Adam Steel: When I got to the NIH, I was kind of intermittently shaving on and off, and one day my boss was trying to describe what a bum looked like to one of our post-docs who was foreign and he said, “A bum is a person who has a beard like Adam.”My boss is a military type, and we work with a lot of military guys, so it is important to look nice. And immediately my beard came off and it never came back on. So this is sort of my silent protest. And a little bit of laziness.
CD: Some people would argue that since you are out of work, you should have more time than ever to shave. What would you say to these critics?
Steel: I like to think of it as I have more time than ever to let it grow. And no reason not to.
CD: Will you shave your beard before or after your first day of work back?
Steel: I will probably do one day of beard or one day of mustache and then shave it off. I’m still debating beard or mustache… They’re very different approaches.
CD: Have you done any trimming yet?
Steel: No. Well, I like to think no one likes the neck beard, that’s a bad look, so I’ve been keeping the neck shaved. But the face—it’s all natural.
CD: If your furlough beard could talk, what would it say?
Steel: That’s a tough question. Well, I’m thinking of shaving it all off and sending it to my senator after the shutdown, as if to say, “Thank you for ending this.” So it will have something to say.
CD: You said you once participated in No Shave November one year.
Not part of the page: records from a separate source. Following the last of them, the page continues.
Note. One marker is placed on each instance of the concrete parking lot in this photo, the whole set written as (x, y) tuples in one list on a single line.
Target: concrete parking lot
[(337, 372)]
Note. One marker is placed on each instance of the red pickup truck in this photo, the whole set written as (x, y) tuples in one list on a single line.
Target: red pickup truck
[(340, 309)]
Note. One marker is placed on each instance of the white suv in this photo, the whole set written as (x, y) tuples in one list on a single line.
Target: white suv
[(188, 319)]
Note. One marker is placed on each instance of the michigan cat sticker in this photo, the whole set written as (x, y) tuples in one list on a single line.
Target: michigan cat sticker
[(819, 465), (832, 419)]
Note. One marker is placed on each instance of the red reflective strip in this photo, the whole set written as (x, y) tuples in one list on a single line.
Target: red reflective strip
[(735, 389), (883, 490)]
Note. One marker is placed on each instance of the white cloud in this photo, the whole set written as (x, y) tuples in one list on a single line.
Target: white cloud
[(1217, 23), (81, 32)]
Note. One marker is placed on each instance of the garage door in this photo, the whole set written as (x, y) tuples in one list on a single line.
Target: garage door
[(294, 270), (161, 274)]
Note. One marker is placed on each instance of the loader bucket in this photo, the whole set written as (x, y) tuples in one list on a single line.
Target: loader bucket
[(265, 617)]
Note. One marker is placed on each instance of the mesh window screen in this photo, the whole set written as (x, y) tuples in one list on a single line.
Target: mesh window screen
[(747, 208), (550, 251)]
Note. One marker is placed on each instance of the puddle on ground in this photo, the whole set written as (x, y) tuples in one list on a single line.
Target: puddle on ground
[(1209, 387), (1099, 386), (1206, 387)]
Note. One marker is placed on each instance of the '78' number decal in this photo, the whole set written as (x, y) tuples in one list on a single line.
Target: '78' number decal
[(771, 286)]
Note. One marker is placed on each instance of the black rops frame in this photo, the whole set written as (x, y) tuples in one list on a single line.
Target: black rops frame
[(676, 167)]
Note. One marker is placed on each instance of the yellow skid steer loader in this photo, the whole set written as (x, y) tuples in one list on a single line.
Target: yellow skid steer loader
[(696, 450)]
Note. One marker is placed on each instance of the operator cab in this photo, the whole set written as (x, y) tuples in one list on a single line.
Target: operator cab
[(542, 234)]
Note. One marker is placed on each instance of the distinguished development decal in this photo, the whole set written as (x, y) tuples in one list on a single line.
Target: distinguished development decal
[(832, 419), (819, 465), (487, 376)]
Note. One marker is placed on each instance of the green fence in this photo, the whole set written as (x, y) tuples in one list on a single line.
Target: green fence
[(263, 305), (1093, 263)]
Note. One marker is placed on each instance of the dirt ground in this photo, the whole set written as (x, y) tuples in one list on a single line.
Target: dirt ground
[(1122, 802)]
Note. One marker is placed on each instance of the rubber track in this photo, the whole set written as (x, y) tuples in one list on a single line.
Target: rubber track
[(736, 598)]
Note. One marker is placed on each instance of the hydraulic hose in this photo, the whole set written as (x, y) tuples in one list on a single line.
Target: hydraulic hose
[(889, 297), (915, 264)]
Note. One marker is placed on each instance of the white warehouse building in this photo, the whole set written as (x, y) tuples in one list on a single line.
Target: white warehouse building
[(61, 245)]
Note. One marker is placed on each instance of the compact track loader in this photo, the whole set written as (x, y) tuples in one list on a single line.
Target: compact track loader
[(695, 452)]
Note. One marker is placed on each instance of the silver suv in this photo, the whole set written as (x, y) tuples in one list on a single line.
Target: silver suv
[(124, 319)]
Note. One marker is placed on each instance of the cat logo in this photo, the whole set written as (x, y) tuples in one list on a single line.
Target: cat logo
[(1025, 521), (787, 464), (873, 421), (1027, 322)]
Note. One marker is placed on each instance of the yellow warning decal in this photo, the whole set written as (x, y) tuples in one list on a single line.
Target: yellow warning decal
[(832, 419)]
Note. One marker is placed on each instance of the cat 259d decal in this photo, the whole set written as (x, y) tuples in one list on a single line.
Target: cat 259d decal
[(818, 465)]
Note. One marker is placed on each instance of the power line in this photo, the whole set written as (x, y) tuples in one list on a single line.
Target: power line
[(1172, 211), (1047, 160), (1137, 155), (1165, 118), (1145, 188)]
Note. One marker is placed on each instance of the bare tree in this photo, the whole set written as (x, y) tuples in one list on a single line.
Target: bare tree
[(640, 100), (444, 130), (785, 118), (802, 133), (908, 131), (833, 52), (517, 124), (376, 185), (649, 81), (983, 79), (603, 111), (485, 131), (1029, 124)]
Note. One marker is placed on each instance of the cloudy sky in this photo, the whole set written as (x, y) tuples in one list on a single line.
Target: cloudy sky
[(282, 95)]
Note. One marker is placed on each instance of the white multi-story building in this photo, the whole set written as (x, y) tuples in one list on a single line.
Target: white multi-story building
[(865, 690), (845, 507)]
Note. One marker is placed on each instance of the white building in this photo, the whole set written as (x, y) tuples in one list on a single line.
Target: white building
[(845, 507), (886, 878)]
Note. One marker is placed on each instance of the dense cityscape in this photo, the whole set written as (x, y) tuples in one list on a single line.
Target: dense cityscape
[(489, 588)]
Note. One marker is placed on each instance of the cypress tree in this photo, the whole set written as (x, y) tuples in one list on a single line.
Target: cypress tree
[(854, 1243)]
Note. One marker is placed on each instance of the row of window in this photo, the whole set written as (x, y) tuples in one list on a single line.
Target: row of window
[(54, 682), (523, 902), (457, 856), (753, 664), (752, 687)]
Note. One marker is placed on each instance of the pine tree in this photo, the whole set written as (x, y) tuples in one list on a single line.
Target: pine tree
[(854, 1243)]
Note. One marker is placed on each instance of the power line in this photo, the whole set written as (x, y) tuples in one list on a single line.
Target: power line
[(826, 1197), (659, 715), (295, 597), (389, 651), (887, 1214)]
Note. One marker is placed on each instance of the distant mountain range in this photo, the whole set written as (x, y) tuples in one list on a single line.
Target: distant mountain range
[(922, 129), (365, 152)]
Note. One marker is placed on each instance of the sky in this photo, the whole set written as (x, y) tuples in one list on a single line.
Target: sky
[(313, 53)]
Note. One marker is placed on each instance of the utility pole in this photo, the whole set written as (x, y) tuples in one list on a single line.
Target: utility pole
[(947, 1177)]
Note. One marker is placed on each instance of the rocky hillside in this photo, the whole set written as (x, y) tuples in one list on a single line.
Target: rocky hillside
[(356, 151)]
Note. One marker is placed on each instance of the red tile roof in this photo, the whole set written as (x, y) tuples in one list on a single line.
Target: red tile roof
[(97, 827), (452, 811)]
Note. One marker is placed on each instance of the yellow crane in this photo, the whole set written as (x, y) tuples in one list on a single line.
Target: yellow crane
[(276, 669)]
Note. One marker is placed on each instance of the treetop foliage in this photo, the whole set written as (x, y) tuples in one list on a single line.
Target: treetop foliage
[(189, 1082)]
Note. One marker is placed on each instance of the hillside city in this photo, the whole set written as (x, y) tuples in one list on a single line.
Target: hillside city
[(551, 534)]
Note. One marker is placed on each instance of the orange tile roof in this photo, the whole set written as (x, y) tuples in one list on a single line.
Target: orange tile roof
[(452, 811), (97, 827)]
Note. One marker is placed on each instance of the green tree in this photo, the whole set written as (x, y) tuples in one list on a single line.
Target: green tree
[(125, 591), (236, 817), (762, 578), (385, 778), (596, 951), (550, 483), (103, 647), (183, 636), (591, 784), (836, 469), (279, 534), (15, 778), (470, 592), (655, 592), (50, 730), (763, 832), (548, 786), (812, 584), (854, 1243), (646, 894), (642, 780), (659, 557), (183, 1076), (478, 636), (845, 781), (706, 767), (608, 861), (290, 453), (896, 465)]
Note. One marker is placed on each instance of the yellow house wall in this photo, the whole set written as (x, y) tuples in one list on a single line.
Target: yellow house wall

Has your activism gone beyond facial hair yet?
Steel: This is my first real go at a silent protest. I like to keep it non-violent.
CD: It’s probably easier than a hunger strike.
Steel: I don’t know if I could do a hunger strike, but beard growth—it doesn’t hurt me, it doesn’t hurt anyone else, it’s just there.
CD: I see you’re scratching it a lot? Is it itchy?
Steel: I was hoping the government shutdown would end after one week when it started itching, but I’m getting through that phase now and I feel like I could go on almost indefinitely.
CD: What do you think week three will look like?
Steel: If we get to a month, it will be nice and full, something I can take home to Thanksgiving. [Note: Steel says does not hope the shutdown continues.]
CD: How do you think the beard has helped you during the shutdown?
Steel: Feeling it and scratching it has become very much therapeutic. It’s kind of like the same way you would pet a dog to assuage it’s feelings; saying, “Everything’s going to be okay, buddy.”
CD: Have people been telling you it looks good?
Steel: Some people have been telling me it’s been growing in nicely, and I’ve grown a good amount of hair. But my roommate this morning asked me how long I was planning on keeping it, maybe subtly suggesting that it didn’t look so good. But she tends to date baby-faced men.